I’ve been building a product assistant for use on a large, global eCommerce web site (selling complex engineering products). The experience has largely been good, but not completely production ready (hence the Assistant API being in Beta I guess!)
My data source was about 6,000 PDF files of product data totalling around 6Gb. The bulk of my work involved in creating the assistant was sorting out this data!
My first discovery was that the assistant API doesn’t really seem to like zip files! I’m not sure why, but I have never managed to create an assistant using zip files.
So, the next logical step was to concatenate the PDF files so that I had less than 20 files, each of which would be below 512Mb. I had to write a program to do this. It was then that I discovered the additional 2,000,000 tokens per file limit! D’oh! After much experimentation, I found that limiting each concatenated PDF file to 100Mb seemed to hit the sweet spot. This meant I could only include about 2Gb of the 6Gb I wanted, but it’s good enough for a prototype.
With all this done (it took about a day and a half to get it working), my assistant starting responding reasonably well to queries. It sometimes gets things wrong. When I check the source PDFs, it seems to sometimes misread data in tables (by concatenating data from adjacent columns), but it’s not too bad.
My next surprise was learning about context tokens and token limits! I still can’t quite work out what context tokens are, but I am consuming them by the bucket load! I’m not sure if they relate to the message context or they relate to the files that OpenAi is reading from when answering queries. It’s a bit of a mystery!

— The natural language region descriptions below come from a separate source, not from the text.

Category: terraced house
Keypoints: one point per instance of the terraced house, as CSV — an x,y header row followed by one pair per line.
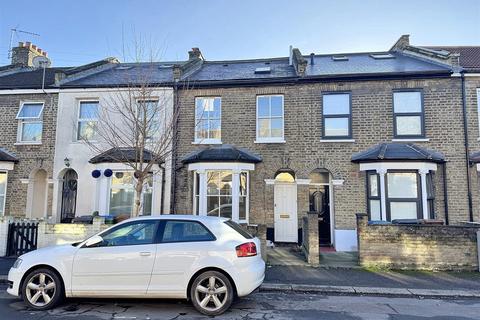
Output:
x,y
263,141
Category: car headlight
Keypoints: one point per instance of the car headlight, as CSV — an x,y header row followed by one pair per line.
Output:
x,y
17,263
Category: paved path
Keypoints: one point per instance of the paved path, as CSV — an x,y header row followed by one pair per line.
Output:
x,y
363,278
257,306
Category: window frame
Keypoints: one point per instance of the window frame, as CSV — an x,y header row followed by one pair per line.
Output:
x,y
110,179
31,120
418,199
269,139
77,137
115,228
150,138
332,116
207,140
163,223
196,193
370,197
420,114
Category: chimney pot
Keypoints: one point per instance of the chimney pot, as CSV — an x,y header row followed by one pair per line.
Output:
x,y
24,54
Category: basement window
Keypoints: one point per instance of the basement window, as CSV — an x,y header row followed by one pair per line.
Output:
x,y
379,56
339,58
263,70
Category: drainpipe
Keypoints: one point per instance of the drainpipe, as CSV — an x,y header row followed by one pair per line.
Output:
x,y
467,151
445,195
173,184
162,201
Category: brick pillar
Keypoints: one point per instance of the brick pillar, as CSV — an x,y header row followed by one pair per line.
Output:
x,y
310,242
362,223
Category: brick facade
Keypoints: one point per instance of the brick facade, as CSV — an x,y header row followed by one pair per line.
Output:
x,y
303,151
32,157
425,247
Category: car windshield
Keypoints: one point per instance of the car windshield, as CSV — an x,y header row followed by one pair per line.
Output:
x,y
235,226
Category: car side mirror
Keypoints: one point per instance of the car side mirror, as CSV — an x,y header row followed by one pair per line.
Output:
x,y
93,241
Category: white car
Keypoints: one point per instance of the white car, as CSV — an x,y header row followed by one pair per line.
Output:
x,y
208,260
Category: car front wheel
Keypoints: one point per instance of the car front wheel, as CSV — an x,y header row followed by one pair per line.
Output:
x,y
211,293
42,289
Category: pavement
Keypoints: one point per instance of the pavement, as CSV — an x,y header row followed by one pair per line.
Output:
x,y
260,305
356,281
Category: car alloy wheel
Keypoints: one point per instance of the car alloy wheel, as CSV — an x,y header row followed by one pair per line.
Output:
x,y
40,289
212,293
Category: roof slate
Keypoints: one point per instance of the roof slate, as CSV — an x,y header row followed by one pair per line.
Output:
x,y
398,152
7,156
222,153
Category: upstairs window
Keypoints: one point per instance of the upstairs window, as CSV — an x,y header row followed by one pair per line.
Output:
x,y
30,122
270,118
208,120
408,115
149,111
87,120
337,116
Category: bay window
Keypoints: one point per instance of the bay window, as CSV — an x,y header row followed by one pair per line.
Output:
x,y
408,114
30,124
122,194
208,119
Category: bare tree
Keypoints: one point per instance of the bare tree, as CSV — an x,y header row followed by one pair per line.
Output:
x,y
135,121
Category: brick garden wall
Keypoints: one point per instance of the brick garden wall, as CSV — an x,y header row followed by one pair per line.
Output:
x,y
419,247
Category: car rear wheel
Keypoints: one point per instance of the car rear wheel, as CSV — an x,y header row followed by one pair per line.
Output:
x,y
211,293
42,289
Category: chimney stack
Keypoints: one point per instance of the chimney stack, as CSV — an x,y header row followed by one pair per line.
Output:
x,y
22,56
195,54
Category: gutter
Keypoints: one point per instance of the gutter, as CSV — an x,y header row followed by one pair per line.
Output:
x,y
467,150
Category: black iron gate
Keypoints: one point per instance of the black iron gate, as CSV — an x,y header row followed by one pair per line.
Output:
x,y
22,238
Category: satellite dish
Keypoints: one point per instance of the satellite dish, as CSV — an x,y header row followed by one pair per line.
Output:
x,y
41,62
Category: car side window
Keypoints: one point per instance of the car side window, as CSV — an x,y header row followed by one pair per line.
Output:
x,y
134,233
185,231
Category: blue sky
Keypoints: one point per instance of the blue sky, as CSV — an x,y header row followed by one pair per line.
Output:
x,y
76,32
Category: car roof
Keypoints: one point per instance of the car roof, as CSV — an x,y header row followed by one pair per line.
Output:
x,y
180,217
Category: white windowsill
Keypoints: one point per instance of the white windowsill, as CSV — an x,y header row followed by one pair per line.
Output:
x,y
207,141
269,141
338,140
27,143
411,139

I have the Assistant API to be a bit slow, which is made worse by a lack of streaming. It seems to take 30 seconds (ish) to get a reply, although sometimes this runs in to several minutes.
As my OpenAI account is less that a week old, my rate limit is tiny (500,000 tokens per day). Whatever is eating the context tokens is getting through that in less than 100 conversations.
I also learned that there is no way to get meta-information about token usage via the Assistant API. The first I knew of the token limit was when I started getting messages saying I’d hit my daily limit, try again in three minutes!
Hopefully, in a couple of days, I’ll get uplifted to the next tier and get 1.5 million tokens per day, but that still seems like a small amount given the context token consumption of the Assistant API.
I still need to do a lot more work on data preparation for the assistant. I can prune the PDFs down and separate them by language (e.g. have an English assistant, a German assistant etc). This will help me work with the PDF volume a bit better.
So, in general, I think the Assistant API is good, and will be great when the speed improves, token limits increase, visibility of token consumption improves and the linked file limits increase. It’s probably good enough for now for me to get a limited beta on to the web site (along with great big caveats about accuracy and speed).